L’administration par défaut : entre rigorisme religieux et pragmatisme local
Dans des régions entières du Nord et du Centre — Gao, Kidal, Mopti, voire des poches de Ségou et Kayes. l’État est réduit à une présence symbolique : une plaque rouillée, un drapeau effiloché, un préfet en exil. L’école publique est fermée ou brûlée, le poste de gendarmerie abandonné, les fonctionnaires repliés sur Bamako. Le reste est assuré par d’autres : les katibas djihadistes, les groupes sécessionnistes, les milices communautaires, parfois les contrebandiers.
Ce sont eux qui assurent les fonctions régaliennes : lever l’impôt, rendre justice, garantir la sécurité, arbitrer les conflits. Certes, cette gouvernance parallèle est brutale, rétrograde, parfois inhumaine. Mais elle est fonctionnelle. C’est ce paradoxe, dérangeant mais incontournable, que pointe Sissoko avec justesse : « Une autorité illégitime peut-elle être plus efficace qu’un État légitime ? »

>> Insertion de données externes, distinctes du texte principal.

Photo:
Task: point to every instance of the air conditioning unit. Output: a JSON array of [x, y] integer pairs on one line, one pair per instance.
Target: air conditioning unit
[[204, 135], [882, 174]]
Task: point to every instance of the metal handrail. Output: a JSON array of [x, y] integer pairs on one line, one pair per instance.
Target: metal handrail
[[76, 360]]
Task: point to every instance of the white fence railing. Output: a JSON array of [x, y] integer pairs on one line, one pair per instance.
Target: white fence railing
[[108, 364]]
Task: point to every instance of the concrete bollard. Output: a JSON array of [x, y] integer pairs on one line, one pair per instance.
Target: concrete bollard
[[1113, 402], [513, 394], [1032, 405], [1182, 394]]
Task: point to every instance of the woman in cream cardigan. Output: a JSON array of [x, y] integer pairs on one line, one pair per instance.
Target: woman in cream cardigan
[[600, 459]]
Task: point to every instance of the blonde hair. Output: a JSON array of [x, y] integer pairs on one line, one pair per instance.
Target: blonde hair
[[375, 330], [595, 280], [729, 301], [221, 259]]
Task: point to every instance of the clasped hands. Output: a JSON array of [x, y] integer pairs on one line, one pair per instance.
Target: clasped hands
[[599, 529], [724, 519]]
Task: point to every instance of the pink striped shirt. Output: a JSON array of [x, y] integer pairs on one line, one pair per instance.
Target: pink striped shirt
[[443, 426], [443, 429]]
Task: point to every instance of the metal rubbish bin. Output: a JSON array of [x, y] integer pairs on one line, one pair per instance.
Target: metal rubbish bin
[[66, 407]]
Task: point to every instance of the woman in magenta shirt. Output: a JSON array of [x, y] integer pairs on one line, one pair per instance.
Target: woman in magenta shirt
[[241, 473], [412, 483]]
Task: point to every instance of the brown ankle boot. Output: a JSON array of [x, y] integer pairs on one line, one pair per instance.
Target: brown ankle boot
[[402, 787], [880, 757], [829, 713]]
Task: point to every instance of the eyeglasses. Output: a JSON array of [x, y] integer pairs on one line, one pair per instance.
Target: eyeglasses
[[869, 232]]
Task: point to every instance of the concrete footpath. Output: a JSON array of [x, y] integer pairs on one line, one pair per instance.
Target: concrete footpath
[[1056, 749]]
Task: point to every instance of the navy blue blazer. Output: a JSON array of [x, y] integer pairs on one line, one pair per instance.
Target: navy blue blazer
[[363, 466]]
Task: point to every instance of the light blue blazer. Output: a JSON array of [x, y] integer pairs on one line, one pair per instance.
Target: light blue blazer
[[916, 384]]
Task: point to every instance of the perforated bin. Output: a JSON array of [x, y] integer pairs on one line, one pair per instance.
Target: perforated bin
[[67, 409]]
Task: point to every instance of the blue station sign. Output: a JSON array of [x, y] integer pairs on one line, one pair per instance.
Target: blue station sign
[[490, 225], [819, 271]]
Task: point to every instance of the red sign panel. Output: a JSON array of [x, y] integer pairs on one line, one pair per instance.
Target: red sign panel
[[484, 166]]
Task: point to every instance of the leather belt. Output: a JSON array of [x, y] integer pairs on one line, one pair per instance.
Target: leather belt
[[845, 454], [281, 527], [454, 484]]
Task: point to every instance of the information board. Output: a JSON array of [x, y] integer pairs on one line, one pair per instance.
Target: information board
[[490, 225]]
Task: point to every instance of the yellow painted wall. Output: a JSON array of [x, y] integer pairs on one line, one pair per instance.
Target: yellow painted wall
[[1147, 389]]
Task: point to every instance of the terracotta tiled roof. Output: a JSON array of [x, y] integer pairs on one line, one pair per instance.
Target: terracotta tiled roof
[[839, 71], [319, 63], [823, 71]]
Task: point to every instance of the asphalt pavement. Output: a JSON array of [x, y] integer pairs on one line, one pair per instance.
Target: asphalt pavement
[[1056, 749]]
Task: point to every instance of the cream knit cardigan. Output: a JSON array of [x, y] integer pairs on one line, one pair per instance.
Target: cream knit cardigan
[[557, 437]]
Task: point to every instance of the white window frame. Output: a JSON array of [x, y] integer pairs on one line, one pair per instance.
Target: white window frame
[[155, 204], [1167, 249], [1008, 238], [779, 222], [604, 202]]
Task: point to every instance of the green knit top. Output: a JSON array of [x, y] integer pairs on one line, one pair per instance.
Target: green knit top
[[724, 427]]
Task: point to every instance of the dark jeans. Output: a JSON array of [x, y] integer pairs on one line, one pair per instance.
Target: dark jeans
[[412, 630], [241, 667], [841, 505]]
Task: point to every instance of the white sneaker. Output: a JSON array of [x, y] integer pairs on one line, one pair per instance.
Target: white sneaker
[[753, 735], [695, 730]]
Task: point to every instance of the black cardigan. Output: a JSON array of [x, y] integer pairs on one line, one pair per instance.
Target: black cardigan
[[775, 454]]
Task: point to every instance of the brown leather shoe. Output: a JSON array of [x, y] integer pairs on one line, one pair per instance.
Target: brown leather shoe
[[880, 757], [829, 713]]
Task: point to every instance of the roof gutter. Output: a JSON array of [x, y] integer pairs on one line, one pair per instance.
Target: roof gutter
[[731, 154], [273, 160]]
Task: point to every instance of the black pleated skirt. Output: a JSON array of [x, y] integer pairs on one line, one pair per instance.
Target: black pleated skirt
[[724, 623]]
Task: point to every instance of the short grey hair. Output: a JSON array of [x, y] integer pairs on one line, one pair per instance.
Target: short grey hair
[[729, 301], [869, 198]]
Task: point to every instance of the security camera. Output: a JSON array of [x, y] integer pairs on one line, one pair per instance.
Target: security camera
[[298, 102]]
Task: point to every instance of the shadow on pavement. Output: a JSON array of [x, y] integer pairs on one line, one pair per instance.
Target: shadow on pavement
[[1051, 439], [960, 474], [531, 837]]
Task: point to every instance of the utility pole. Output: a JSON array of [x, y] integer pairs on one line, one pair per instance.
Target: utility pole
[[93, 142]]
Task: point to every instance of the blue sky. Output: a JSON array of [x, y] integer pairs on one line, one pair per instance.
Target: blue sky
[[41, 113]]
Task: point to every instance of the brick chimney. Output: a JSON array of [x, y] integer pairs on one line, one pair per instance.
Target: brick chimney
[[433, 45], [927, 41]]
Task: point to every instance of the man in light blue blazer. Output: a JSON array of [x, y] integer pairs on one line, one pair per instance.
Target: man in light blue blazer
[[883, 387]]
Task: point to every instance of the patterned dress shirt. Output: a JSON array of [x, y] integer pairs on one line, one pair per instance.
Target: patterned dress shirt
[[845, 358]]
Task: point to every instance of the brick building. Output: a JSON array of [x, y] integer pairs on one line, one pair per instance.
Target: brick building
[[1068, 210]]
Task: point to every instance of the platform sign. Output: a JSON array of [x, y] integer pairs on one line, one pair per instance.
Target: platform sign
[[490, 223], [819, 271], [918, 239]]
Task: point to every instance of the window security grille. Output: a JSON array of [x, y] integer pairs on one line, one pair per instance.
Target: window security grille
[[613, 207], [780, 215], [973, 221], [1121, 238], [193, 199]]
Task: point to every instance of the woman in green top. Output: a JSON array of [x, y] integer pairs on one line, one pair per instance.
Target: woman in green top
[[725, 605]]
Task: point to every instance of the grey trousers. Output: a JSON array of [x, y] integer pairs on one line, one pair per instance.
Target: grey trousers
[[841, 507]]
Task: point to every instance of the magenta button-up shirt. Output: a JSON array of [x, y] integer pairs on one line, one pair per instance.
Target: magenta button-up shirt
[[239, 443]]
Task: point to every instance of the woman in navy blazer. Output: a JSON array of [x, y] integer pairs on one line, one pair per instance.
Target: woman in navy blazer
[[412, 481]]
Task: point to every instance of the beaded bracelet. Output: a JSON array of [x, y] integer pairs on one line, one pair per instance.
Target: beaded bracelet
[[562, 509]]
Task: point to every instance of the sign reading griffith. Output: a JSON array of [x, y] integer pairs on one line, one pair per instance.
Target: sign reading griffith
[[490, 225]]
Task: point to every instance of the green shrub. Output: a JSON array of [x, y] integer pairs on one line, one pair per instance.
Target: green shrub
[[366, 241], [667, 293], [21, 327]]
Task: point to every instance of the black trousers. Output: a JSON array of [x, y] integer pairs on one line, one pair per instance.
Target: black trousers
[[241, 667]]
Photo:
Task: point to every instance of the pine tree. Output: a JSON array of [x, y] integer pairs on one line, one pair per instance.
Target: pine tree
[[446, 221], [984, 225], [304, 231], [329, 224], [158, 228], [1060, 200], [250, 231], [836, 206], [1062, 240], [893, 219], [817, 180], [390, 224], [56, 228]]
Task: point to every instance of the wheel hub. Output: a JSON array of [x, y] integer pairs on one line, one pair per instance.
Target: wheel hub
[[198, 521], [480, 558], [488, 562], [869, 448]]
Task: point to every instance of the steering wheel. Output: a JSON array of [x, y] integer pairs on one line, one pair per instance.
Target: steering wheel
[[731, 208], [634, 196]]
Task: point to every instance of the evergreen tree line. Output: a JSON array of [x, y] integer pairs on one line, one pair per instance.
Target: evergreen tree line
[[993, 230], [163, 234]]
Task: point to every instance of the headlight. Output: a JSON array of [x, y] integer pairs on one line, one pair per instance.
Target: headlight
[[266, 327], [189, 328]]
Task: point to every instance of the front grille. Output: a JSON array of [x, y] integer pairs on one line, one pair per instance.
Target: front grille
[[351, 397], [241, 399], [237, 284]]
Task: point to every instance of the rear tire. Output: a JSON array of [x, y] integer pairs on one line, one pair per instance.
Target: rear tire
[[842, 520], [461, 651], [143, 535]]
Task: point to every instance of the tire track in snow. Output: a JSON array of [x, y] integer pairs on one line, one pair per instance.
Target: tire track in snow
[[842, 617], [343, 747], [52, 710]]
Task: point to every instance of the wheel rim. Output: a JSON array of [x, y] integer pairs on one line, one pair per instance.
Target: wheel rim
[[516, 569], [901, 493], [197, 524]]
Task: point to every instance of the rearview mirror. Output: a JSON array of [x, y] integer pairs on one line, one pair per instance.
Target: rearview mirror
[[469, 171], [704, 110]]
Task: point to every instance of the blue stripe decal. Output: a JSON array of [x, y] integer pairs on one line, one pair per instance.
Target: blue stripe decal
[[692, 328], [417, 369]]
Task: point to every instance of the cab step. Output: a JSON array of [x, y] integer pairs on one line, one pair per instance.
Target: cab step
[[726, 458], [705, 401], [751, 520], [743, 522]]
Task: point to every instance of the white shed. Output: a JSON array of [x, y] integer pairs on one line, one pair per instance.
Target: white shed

Un État qui se regarde parler
Depuis le coup d’État de 2021, le régime militaire a fait de la souveraineté nationale son slogan fétiche. Souveraineté militaire, diplomatique, médiatique. Le retrait des forces françaises et onusiennes, l’alliance avec la Russie, la dénonciation des accords de paix d’Alger, la rédaction unilatérale d’une charte dite « de réconciliation nationale », tout cela participe d’une posture d’affirmation. Mais à quoi sert-il de proclamer la souveraineté si elle ne s’incarne pas dans la vie réelle des citoyens ?
À Bamako, la communication est omniprésente, parfois hystérique. On célèbre des « victoires » sans bataille, on rend hommage à des soldats morts sans indiquer le lieu exact de leur chute, on diffuse des vidéos floues d’hélicoptères censés survoler des territoires reconquis. Mais les habitants de Djenné, de Douentza ou de Tessalite n’y croient plus. Le discours républicain est devenu un décor de théâtre. L’État, une chimère administrative.
Un mal ancien, une marginalité programmée
Il serait trop simple de faire de la situation actuelle le seul fruit des errements de la transition militaire. La faillite de l’État malien est historique. Depuis l’indépendance, le Nord et le Centre ont été considérés comme des périphéries à intégrer, à pacifier, parfois à punir. Le modèle jacobin hérité de la France a été plaqué sans nuance sur un pays multilingue, multiethnique, multiculturel. L’école républicaine y a souvent été perçue comme un instrument d’acculturation plus que d’émancipation.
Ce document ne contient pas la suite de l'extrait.